Reputation: 263
I have the following data:
seed(1)
X <- data.frame(matrix(rnorm(2000), nrow=10))#### the dataset
The following code creates 1000 bootstrapped datasets "x" and 1000 bootstrapped datasets "y" with 5 columns each.
colnums_boot <- replicate(1000,sample.int(200,10))
output<-lapply(1:1000, function(i){
Xprime <- X[,colnums_boot[1:5,i]]
Yprime <- X[,colnums_boot[6:10,i]]
xy <- list(x=Xprime,y=Yprime )
} )
I obtained a list of lists of dataframes " xy " to which I would like to apply this particular code but do not understand the list indexing operations.
From the output "xy"
Considering the first list [1] which has
$x and
$y
I would like to apply the code:
X= cor($x)
Y= cor($y) separately and then
sapply(1:10, function(row) cor(X[row,], Y[row,]))

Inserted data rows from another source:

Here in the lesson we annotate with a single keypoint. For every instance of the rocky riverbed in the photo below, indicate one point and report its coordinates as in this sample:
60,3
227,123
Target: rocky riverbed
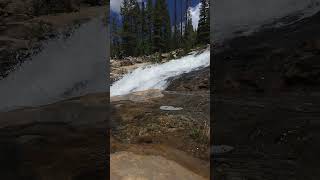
266,104
26,25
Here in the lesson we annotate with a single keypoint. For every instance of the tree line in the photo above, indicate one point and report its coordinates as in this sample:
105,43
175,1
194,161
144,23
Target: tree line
146,28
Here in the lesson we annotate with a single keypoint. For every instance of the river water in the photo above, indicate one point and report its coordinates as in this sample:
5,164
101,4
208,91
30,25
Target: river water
63,69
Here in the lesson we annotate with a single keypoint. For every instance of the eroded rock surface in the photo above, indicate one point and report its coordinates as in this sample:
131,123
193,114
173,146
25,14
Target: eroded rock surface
66,140
126,165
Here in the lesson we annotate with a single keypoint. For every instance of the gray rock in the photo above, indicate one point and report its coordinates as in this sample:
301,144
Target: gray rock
170,108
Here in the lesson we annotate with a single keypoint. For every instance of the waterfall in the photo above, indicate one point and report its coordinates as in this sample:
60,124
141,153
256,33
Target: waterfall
64,68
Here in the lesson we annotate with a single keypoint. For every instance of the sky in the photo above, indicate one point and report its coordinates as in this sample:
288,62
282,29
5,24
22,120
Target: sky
115,9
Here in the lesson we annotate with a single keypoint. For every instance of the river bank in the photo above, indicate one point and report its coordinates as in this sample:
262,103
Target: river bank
171,123
266,104
23,32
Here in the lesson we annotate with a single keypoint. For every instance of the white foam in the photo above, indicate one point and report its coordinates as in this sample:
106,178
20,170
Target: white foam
156,76
65,68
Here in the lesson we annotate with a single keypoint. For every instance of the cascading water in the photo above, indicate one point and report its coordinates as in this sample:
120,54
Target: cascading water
157,76
246,16
63,69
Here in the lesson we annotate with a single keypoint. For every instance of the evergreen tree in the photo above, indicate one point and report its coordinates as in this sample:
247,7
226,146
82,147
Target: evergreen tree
203,34
189,34
167,31
161,27
126,35
149,26
175,32
115,39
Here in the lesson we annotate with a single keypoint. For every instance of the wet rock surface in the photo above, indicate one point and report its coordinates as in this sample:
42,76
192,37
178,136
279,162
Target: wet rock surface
142,127
22,30
126,165
65,140
267,105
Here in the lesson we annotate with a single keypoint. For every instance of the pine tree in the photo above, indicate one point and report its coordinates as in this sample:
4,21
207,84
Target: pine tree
175,33
203,34
130,12
188,32
157,27
115,39
126,35
167,31
149,26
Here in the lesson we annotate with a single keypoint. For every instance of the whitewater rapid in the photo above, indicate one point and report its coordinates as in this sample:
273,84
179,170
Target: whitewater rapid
156,76
64,68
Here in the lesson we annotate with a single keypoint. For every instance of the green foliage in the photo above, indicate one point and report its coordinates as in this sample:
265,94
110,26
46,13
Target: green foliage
146,29
203,34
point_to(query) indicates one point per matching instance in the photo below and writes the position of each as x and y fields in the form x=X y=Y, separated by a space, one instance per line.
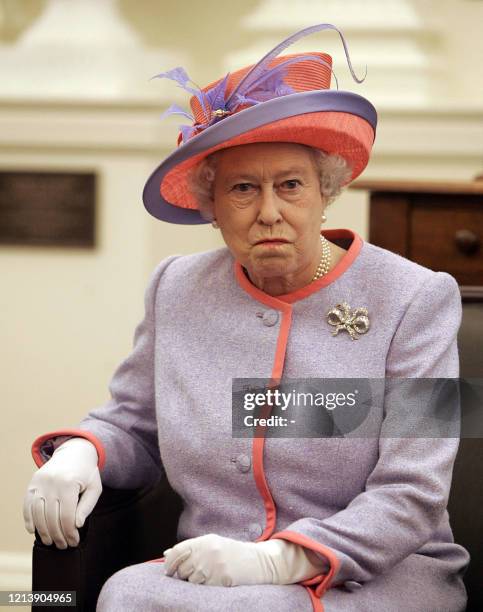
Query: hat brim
x=335 y=121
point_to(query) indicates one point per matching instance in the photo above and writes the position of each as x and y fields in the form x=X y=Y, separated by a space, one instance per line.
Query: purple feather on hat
x=260 y=84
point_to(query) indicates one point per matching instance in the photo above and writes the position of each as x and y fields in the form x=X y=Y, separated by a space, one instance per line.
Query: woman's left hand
x=217 y=560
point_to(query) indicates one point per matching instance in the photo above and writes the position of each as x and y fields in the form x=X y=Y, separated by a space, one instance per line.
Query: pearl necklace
x=324 y=263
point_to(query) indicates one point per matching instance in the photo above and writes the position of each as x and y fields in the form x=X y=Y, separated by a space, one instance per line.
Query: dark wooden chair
x=128 y=527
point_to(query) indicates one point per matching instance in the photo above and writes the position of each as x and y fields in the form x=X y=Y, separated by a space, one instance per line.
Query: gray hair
x=334 y=172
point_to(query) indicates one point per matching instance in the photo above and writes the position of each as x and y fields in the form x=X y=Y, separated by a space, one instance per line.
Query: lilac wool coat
x=374 y=508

which will give me a single value for each row "r1" for list [1].
I would like to apply this to the entire list and obtain r1, r2 from list[1] , list[2] respectively and so on.. until 1000 and make it as a dataframe in the end. It will be a ten by thousand dimension dataframe in the end.
Upvotes: 0
Views: 404
Reputation: 66819
I can't find the question where I wrote that Xprime, Yprime bit; I hope you didn't delete it...? If I remember correctly, I suggested this, since it is much more efficient to deal with matrices:
Z <- as.matrix(X)
Xprime2 <- array(,dim=c(10,5,1000))
Yprime2 <- array(,dim=c(10,5,1000))
Xprime2[] <- Z[,colnums_boot[1:5,]]
Yprime2[] <- Z[,colnums_boot[6:10,]]
Anyway, in your setup, as @KarlForner commented, this will get you correlations between X and Y columns
lapply(output,function(ll) cor(ll$x,ll$y))
This is also potentially inefficient when bootstrapping, since you will be computing correlations among the same 200 vectors. I think it makes more sense to just compute them up front cor(X)
and then grab the values from there...
As far as putting that into a data.frame, I'm not clear on what that would mean.
Upvotes: 1